Our data in general agree with previous studies. A subgroup analysis of elderly (age ≥ 70 years) patients in the J-Rhythm registry showed that the hazard ratio (95 % CI) of major bleeding in patients with PT-INR 2.00 – 2.59, 2.60 – 2.99, and ≥ 3.00 increased gradually to 2.87 (1.12 – 7.35), 3.99 (1.33 – 11.89), and 7.02 (2.23 – 22.13), respectively, against those who did not receive warfarin.

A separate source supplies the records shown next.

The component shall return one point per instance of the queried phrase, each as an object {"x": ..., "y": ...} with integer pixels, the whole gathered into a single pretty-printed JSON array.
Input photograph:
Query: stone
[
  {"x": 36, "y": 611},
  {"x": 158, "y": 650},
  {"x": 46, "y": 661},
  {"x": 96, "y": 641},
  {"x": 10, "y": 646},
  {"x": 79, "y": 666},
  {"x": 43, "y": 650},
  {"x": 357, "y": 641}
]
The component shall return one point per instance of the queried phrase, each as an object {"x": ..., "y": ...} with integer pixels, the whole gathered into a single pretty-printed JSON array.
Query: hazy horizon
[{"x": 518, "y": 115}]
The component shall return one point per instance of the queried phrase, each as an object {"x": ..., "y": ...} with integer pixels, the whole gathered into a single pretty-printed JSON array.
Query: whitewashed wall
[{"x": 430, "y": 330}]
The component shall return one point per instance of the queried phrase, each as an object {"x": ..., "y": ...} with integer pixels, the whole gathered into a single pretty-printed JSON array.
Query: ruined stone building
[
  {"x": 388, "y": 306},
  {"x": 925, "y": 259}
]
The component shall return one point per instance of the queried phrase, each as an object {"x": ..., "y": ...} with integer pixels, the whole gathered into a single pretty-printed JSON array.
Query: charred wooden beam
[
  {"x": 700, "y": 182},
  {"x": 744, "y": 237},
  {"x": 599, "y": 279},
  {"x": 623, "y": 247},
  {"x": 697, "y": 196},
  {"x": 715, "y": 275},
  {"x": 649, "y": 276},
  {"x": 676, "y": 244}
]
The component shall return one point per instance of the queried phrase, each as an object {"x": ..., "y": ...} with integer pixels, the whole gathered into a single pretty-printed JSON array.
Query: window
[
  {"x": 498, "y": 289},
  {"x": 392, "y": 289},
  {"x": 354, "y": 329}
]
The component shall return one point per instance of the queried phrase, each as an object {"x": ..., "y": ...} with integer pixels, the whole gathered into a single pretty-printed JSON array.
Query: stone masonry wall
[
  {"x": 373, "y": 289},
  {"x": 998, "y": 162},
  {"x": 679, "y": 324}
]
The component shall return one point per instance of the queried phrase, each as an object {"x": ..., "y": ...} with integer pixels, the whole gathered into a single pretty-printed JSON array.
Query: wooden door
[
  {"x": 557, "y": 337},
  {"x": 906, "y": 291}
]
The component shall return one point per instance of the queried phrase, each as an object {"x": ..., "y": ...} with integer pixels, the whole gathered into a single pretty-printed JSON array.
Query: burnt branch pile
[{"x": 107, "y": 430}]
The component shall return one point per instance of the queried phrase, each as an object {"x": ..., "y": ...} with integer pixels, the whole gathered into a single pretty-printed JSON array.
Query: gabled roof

Nevertheless, the 95 % CIs of these groups overlapped substantially [12]. Naganuma et al. conducted a cohort study of 845 elderly Japanese patients with NVAF and found that those with PT-INR ≥ 3.00 had remarkably higher incidence of major bleeding (20 per patient-year) compared to those with PT-INR 2.00 – 2.49 (1.5 per patient-year) and 2.50 – 2.99 (3.4 per patient-year) [14]. However, the 95 % CI for PT-INR 2.50 – 2.99 (95 % CI, 0.9 – 8.5) overlapped substantially with that for 2.00 – 2.49 (95 % CI, 0.6 – 3.2). Collectively, we speculate that it would be practically impossible to obtain statistically significant difference in major bleeding risk between PT-INR 1.6 – 2.6 and 2.6 – 3.0. In contrast, it may be possible to detect a significant difference in bleeding risk between the target PT-INR (irrespective of 1.6 – 2.6 or 2.0 – 3.0) and PT-INR higher than 3.0. To achieve such purpose, a case-control study design is useful, and was used by Hylek et al. [15, 16] to establish the current target PT-INR 2.0 – 3.0 for Caucasians. We calculated that the present study comprising 96 patients had comparable statistical power as a cohort study of 400 patients. Thus a case-control study would be more practicable than a cohort study to estimate the risk of drugs in a special population such as the elderly.

The present study has several drawbacks. First, we were unable to analyze the risk of intracranial hemorrhage at different PT-INR levels separately, because only a small number of events (n = 8) were observed in our cohort. A recent study has reported that the risk of intracranial hemorrhage in elderly Japanese may increase approximately four-fold (OR 4.2; 95 % CI, 1.8 – 9.8) at PT-INR 2.5 – 3.0 [13]. Ultimately, the optimal target PT-INR for elderly patients with NVAF should be estimated in light of all-cause mortality as reported by Oden and Fahlen [23]. They performed a medical record linkage study in 42,451 Caucasian patients and found that patients with PT-INR 2.0 – 2.4, 2.5 – 2.9, and 3.0 – 3.4 had all-cause mortalities of 42.3, 47.4, and 67.9 per 1,000 patient-years, respectively. At present, no such data are available for the Japanese population. Second, the present study has insufficient numbers of cases for estimating OR with narrow 95 % CI ranges in patients with the PT-INR ≥ 3.0, primarily because the study was conducted in a single medical center. Third, we did not examine the genetic polymorphisms of VKORC1 and CYP2C9 which are known to influence on the inter-individual variability and risk of bleeding in patients receiving warfarin. As a result, we cannot make any inference on the contribution of these factors to the risk of bleeding. Finally, we cannot analyze the relationship between PT-INR and thrombotic events for warfarin in the present study. For such a purpose we needed to collect cases developing thrombotic events and matched controls.

Conclusion

The present study demonstrates that PT-INR 2.0 – 3.0 may be associated with a clinically permissible risk of major bleeding while PT-INR ≥ 3.00 a significant risk in elderly Japanese patients with NVAF. The present study warrants further case-control studies with a greater number of patients to obtain conclusive evidence.